Walmart is poised to bring a boatload of robots to their stores. According to the Wall Street Journal, Americas largest employer will deploy 1,500 floor-cleaning robots, 1,200 sorting robots, 900 pickup towers, and 300 automated shelf-scanners across at least 300 stores.
Automation in Walmart stores is nothing new, but the addition of these new robots suggests that the retailer is testing the waters to see just how far they can take automation. It’s easy to see why anyone would want to automate as much as possible when you consider the benefits of automation.
A spokesperson for Walmart explained, “The idea is that leaning into the future, associates will be able to have more satisfying jobs as retail continues to change.” The notion that robots result in more fulfilling work for humans is common in discussions about automation, but is it really happening?
Will adding more robots really make workers happier?
The idea that robots can make workers happier is based on the logical assumption that increased automation frees up employees to do more meaningful work. The people who find pleasure, purpose, or joy in scrubbing floors, checking inventory, and moving boxes are few and far between, right? If you can get robots to do the menial and tedious tasks, then human workers can do the fun and rewarding stuff like interacting with people and helping customers.
Today, a trip to Walmart can involve little to no interaction with other people. You can order groceries online, and someone will load them for you while you wait in your car.
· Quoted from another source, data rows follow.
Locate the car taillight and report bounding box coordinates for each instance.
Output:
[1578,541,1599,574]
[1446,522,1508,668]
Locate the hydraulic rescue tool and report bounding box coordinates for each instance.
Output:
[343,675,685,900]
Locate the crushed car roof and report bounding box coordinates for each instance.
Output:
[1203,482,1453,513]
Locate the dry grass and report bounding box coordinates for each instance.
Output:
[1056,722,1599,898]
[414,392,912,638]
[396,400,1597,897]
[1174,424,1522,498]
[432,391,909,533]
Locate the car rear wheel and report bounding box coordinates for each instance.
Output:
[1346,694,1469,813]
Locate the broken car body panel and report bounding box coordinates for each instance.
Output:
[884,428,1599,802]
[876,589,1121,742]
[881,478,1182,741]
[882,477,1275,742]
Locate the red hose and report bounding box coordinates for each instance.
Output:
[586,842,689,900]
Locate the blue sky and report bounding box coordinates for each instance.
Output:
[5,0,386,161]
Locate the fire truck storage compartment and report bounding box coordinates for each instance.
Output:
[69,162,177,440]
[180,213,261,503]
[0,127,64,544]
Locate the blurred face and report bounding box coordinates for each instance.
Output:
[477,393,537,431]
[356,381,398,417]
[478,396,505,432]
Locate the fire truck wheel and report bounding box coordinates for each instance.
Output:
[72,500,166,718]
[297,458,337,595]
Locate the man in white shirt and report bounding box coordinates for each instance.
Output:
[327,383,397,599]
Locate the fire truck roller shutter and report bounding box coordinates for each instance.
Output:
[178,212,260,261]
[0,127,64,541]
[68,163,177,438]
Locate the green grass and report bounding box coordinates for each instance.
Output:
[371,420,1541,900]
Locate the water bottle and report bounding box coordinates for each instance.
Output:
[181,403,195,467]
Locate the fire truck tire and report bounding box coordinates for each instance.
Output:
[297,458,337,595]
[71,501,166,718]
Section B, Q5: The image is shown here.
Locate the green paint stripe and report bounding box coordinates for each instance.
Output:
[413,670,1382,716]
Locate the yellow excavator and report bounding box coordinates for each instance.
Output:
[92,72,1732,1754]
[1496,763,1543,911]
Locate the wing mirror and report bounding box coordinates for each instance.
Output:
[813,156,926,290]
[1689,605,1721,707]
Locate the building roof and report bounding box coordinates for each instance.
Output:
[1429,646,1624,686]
You can slip into the store, grab a bar of soap and a box of ice cream, and breeze through the automated checkout without ever speaking to another human being.
Sure, you might see a handful of employees collecting groceries or stocking shelves who offer a forced “Hello”. However, you don’t see hordes of workers frantically sweeping floors or checking inventory, champing at the bit to lend you a hand and wishing that there was a robot to help them out so they could fulfill their lifelong dream of helping you find where they keep the applesauce.
If robots do the dirty work, what will humans do?
In theory, increased automation frees up time for meaningful and worthwhile types of work, but we aren’t seeing this quite yet. We’re seeing new automation introduced faster than we’re seeing a change in retail, or those meaningful new jobs. So what are those employees who aren’t cleaning floors, checking inventory, or scanning items a the register supposed to do in the meantime?
Some of them are now self-checkout supervisors who hover around around trying to prevent shoplifting. Others are on-call to assist the robots that hit roadblocks trying to do things that human workers once did. Then there are those who have to find new jobs that have yet to be automated.
Automation allows humans to avoid the dirty, unsafe, and unpleasant work. It might increase the quality of work in grocery stores, but it might also reduce the number of jobs available.